Le décret qui organise l’année scolaire est déjà pris et j’ai tenu, avec les 16 inspecteurs d’académie, les directeurs nationaux et chefs de service, une réunion de coordination sur la question. En outre, au niveau de l’élémentaire, des mesures sont prises pour acheminer 1.441.000 manuels et des guides du maître dans les écoles.
Ces manuels viennent s’ajouter aux 600.000 déjà injectés dans la première étape, au mois de février dernier. C’est la première fois que des manuels conformes au nouveau curriculum de l’éducation de base seront disponibles dans le système éducatif.

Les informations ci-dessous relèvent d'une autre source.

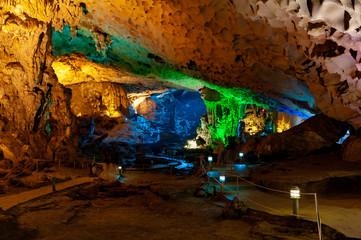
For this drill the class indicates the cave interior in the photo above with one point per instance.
(102, 88)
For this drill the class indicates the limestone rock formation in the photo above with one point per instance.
(299, 57)
(351, 149)
(316, 133)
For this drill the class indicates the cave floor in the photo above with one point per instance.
(144, 206)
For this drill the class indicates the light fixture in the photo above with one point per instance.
(295, 193)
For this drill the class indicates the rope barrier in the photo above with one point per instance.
(318, 220)
(266, 207)
(260, 186)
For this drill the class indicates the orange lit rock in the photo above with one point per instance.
(99, 99)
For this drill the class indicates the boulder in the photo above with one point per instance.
(351, 149)
(6, 163)
(205, 190)
(316, 133)
(235, 209)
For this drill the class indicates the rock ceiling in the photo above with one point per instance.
(303, 54)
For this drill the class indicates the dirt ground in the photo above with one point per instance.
(144, 206)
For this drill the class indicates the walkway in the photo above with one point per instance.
(343, 215)
(12, 200)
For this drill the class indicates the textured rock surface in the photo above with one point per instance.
(34, 107)
(99, 99)
(290, 50)
(351, 151)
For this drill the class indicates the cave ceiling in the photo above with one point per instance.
(297, 56)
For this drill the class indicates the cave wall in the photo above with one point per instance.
(99, 99)
(34, 107)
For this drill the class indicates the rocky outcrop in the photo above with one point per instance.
(99, 99)
(351, 149)
(313, 134)
(33, 105)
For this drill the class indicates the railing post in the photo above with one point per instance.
(237, 187)
(318, 218)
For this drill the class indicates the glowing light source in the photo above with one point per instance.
(191, 144)
(295, 193)
(222, 178)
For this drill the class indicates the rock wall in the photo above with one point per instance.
(313, 134)
(99, 99)
(34, 107)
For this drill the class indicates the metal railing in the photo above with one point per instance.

Depuis 2005-2006, des manuels du franco-arabe n’ont plus été mis dans les écoles et Cem. Pour cette rentrée, 387.000 ouvrages de cette filière d’enseignement seront disponibles. Plus de 16.000 tables-bancs font, en ce moment, l’objet d’ordres de service d’affectation. Ils viennent s’ajouter aux 40.000 de l’année dernière.
J’ai déjà évoqué les dispositions prises en ce qui concerne les ressources humaines. Je rappelle que les créations de nouveaux collèges et les ouvertures de classe de seconde dans des Cem existants ont été rationalisées et faites avant le mouvement national de juillet 2014. Cela, pour prendre en compte leurs besoins en personnels.

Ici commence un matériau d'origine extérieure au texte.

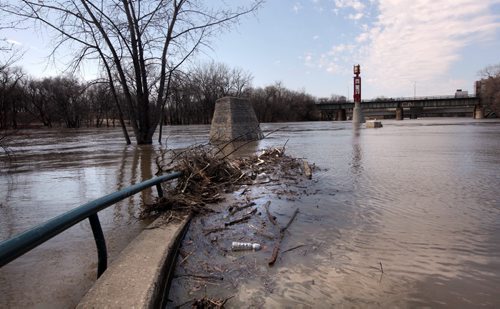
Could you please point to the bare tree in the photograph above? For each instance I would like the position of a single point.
(139, 43)
(489, 88)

Par ailleurs, nous sommes en train de prendre les mesures idoines, en rapport avec le ministre de l’Economie, des Finances et du Plan, pour le transfert effectif de subventions aux écoles élémentaires dès la rentrée des classes.
Toutefois, la grande difficulté est la présence des élèves et le démarrage effectif des cours dès le premier jour de la rentrée des classes. A cet effet, nous lançons un appel aux parents d’élèves, aux élèves et à la communauté éducative dans son entièreté. D’ailleurs, de bonnes volontés se sont manifestées dans ce sens pour nous accompagner dans le cadre d’une campagne de sensibilisation et de mobilisation.

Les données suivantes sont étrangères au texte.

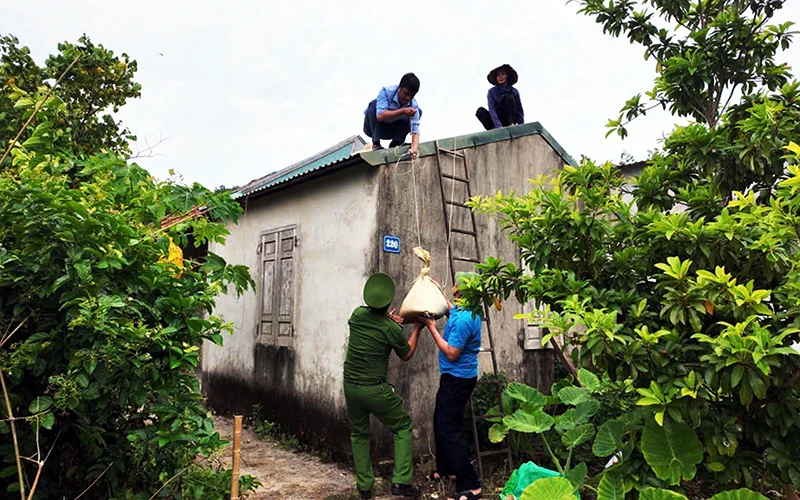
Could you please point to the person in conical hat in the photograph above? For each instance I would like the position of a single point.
(459, 346)
(374, 334)
(505, 105)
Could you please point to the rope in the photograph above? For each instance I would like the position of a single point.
(450, 218)
(416, 204)
(414, 164)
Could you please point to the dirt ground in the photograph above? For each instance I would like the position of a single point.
(288, 475)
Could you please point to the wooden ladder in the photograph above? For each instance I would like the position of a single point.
(472, 259)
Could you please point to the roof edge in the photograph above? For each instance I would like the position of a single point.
(384, 156)
(350, 161)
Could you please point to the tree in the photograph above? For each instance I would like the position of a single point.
(690, 291)
(97, 83)
(100, 330)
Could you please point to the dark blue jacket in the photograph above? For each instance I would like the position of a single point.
(494, 97)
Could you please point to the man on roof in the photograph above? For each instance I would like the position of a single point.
(505, 106)
(394, 114)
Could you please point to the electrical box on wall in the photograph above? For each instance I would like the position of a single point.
(533, 338)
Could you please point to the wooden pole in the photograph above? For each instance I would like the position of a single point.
(237, 437)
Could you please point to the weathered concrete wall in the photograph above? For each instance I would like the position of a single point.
(341, 219)
(497, 166)
(299, 386)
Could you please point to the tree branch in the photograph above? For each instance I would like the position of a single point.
(14, 437)
(37, 108)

Le problème des abris provisoires se pose toujours avec acuité. Qu’est-ce qui est en train d’être fait pour y remédier ?
Le président de la République a donné des instructions dans ce sens. Nous y travaillons actuellement en collaboration avec le ministère de l’Economie des Finances et du Plan.
A ce propos, nous menons une étude de faisabilité technique, juridique et financière relative à la mise en œuvre d’un programme de résorption des abris provisoires qui s’appuie sur le partenariat public/privé pour un montant global de 65 milliards de FCfa. L’avant-projet sommaire de cette étude a été déposé et est en train d’être examiné par les services.